ShadowSyndicate, the latest group to join the ransomware party, is giving us a masterclass in teamwork. They’ve been linked to not one, not two, but seven different ransomware families in the past year. If only they’d use their powers for good, they could probably solve world hunger or something. On a more serious note, this group is a potent reminder that the ever-evolving threat landscape demands relentless vigilance. Let’s not forget the German law enforcement authorities making moves against the DoppelPaymer ransomware group. This cybercrime drama is getting spicier by the day.
- ShadowSyndicate, a new cybercrime group, has been leveraging seven ransomware families over the past year.
- Active since July 16, 2022, this actor has been linked to ransomware activity related to Quantum, Nokoyawa, BlackCat, Royal, Cl0p, Cactus, and Play strains.
- A distinct SSH fingerprint was discovered on 85 servers, 52 of which have been used as command-and-control (C2) for Cobalt Strike.

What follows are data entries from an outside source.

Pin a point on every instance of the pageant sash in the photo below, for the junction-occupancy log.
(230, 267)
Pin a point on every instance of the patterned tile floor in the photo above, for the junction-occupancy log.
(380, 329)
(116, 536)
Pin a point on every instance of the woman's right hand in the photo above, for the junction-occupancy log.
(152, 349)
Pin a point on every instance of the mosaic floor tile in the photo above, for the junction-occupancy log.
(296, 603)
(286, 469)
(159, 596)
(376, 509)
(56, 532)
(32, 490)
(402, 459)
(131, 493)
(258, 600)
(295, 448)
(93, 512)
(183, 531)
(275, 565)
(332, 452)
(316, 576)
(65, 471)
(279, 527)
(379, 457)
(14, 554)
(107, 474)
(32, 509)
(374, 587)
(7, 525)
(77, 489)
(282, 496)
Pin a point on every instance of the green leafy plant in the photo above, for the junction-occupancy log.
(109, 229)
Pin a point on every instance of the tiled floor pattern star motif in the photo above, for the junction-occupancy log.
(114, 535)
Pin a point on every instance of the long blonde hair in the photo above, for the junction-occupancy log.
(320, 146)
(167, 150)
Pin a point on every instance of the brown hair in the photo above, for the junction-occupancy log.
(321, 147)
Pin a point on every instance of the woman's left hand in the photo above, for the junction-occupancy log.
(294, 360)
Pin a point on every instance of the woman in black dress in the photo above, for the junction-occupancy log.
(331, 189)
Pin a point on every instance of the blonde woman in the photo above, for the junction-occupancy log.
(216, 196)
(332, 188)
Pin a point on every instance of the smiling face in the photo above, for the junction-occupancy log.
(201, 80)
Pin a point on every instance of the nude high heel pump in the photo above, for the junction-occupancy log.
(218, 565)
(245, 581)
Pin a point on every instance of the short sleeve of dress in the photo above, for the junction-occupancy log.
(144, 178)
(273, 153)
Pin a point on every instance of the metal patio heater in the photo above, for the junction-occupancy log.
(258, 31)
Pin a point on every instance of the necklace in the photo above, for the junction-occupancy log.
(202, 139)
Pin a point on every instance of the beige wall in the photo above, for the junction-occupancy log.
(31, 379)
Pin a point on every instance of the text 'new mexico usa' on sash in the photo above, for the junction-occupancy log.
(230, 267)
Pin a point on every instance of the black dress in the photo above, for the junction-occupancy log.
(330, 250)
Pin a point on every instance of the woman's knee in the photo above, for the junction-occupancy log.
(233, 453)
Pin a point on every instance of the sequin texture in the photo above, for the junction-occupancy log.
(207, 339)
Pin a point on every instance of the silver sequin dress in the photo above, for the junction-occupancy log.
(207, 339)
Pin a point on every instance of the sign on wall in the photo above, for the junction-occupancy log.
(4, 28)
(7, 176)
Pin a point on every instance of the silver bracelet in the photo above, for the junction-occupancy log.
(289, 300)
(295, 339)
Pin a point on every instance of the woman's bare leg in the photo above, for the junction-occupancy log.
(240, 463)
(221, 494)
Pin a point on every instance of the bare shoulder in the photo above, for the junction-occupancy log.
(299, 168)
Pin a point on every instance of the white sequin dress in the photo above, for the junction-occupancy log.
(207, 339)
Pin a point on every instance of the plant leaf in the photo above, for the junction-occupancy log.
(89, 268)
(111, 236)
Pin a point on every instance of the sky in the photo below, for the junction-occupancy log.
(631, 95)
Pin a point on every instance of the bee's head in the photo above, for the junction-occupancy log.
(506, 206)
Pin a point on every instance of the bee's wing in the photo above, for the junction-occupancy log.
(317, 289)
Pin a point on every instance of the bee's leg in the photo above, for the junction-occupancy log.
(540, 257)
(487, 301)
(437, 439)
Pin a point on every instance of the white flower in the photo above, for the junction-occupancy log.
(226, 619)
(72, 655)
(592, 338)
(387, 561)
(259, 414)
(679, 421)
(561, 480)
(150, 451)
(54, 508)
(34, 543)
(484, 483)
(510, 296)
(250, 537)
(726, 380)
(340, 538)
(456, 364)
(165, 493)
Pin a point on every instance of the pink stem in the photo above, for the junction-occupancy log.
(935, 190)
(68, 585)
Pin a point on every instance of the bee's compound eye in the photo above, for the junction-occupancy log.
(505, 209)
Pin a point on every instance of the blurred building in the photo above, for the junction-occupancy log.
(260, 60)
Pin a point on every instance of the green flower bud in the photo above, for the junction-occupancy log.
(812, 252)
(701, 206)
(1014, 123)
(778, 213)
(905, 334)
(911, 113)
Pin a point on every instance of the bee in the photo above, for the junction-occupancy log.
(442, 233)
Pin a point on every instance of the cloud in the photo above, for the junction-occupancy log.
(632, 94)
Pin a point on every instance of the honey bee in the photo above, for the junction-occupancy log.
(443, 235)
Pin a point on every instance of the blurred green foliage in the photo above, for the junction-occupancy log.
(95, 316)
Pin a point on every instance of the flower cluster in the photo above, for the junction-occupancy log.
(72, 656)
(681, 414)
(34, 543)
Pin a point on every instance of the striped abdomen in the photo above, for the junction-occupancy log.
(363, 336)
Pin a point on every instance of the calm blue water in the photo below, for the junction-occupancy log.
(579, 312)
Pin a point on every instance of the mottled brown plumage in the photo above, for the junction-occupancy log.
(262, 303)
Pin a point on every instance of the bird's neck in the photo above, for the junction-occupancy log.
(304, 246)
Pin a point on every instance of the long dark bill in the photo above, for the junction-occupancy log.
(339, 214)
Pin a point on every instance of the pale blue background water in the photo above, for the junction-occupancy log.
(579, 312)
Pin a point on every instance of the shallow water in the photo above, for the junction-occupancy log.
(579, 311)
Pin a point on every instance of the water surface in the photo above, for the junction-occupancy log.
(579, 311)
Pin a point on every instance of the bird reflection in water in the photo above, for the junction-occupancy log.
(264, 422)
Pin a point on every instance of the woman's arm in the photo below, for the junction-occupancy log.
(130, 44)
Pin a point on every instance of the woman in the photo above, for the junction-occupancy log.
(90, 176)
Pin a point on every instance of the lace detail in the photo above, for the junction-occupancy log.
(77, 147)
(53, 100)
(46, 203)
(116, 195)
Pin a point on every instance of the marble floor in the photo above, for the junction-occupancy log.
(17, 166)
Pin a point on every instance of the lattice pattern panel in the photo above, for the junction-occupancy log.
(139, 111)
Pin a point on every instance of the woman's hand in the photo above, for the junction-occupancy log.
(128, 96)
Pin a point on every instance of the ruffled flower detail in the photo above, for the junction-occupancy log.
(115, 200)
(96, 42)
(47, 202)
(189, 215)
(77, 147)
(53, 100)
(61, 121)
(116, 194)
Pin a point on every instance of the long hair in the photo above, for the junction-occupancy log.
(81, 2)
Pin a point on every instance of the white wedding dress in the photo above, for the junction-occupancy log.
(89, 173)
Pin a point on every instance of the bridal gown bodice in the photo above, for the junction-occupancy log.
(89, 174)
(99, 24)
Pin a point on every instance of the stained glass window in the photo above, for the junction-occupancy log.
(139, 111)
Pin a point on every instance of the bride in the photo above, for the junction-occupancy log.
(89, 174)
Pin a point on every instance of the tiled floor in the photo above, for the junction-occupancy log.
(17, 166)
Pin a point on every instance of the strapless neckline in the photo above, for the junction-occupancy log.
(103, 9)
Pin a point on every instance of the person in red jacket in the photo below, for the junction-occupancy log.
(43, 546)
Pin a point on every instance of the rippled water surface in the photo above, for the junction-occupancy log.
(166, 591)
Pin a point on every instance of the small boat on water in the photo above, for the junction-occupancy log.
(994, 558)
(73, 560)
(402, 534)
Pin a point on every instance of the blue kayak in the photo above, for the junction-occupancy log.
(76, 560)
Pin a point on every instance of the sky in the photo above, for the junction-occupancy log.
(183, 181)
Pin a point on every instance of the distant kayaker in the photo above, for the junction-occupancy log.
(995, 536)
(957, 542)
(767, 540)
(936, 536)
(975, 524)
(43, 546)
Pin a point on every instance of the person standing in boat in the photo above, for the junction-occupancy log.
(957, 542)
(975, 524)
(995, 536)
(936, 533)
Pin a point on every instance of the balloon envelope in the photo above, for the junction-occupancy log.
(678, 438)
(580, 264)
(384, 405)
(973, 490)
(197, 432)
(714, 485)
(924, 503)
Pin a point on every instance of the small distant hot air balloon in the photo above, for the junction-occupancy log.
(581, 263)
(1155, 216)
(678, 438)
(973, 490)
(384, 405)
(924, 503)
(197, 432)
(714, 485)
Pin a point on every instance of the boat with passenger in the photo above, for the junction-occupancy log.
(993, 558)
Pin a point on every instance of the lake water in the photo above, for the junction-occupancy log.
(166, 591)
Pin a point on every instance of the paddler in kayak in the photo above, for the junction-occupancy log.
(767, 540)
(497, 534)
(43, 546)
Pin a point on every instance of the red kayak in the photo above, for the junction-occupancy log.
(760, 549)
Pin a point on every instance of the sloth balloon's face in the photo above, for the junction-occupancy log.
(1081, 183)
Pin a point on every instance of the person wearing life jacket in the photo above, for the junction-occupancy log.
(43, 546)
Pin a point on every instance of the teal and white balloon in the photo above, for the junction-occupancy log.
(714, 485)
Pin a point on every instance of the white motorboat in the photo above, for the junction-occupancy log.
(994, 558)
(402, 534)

- German law enforcement authorities have executed search warrants against actors associated with the DoppelPaymer ransomware group.
- Ransomware groups are continuously developing new methods to improve their ability to financially extort victims, making 2023 the second most profitable year after 2021.
Need to know more?
ShadowSyndicate: The New Kids on the Block
Move over, boy bands. ShadowSyndicate, the new threat actor in town, has been working with various ransomware groups and affiliates. They've been linked to seven different ransomware families within a year. Talk about being ambitious! They've even been using off-the-shelf post-exploitation tools like Cobalt Strike and Sliver as well as loaders such as IcedID and Matanbuchus.
Not all Heroes Wear Capes
German law enforcement authorities are stepping up their game, targeting actors associated with the DoppelPaymer ransomware group. Two suspects, a 44-year-old Ukrainian and a 45-year-old German national, are alleged to have held key roles within the network. Their names have not been disclosed, but let's just call them Cybercrime Bonnie and Clyde.
Ransomware: The Gift that Keeps on Giving
The U.S. Department of Homeland Security (DHS) warns that ransomware groups are continuously developing new methods to improve their ability to financially extort victims. In fact, 2023 is shaping up to be the second most profitable year for these cybercriminals, only surpassed by 2021. They've upped their game with multilevel extortion, threatening to publicly release stolen data, use DDoS attacks, or harass the victim's customers to coerce the victim to pay.
Insurance Claims Spike, Along with Our Blood Pressure
The resurgence of ransomware attacks has resulted in a spike in cyber insurance claims. Overall claims frequency has increased by 12% in the first half of the year in the U.S., with victims reporting an average loss amount of over $365,000. Businesses with more than $100 million in revenue saw the largest increase in frequency. It's clear that no one is safe from these cyber onslaughts.
BlackCat, Cl0p, and LockBit: The Unholy Trinity
The threat landscape continues to evolve, with BlackCat, Cl0p, and LockBit remaining some of the most prolific and evolutionary ransomware families. They primarily target small and large enterprises spanning banking, retail, and transportation sectors. Meanwhile, the number of active RaaS and RaaS-related groups has grown in 2023 by 11.3%, rising from 39 to 45. Clearly, ransomware is the bad gift that just keeps on giving.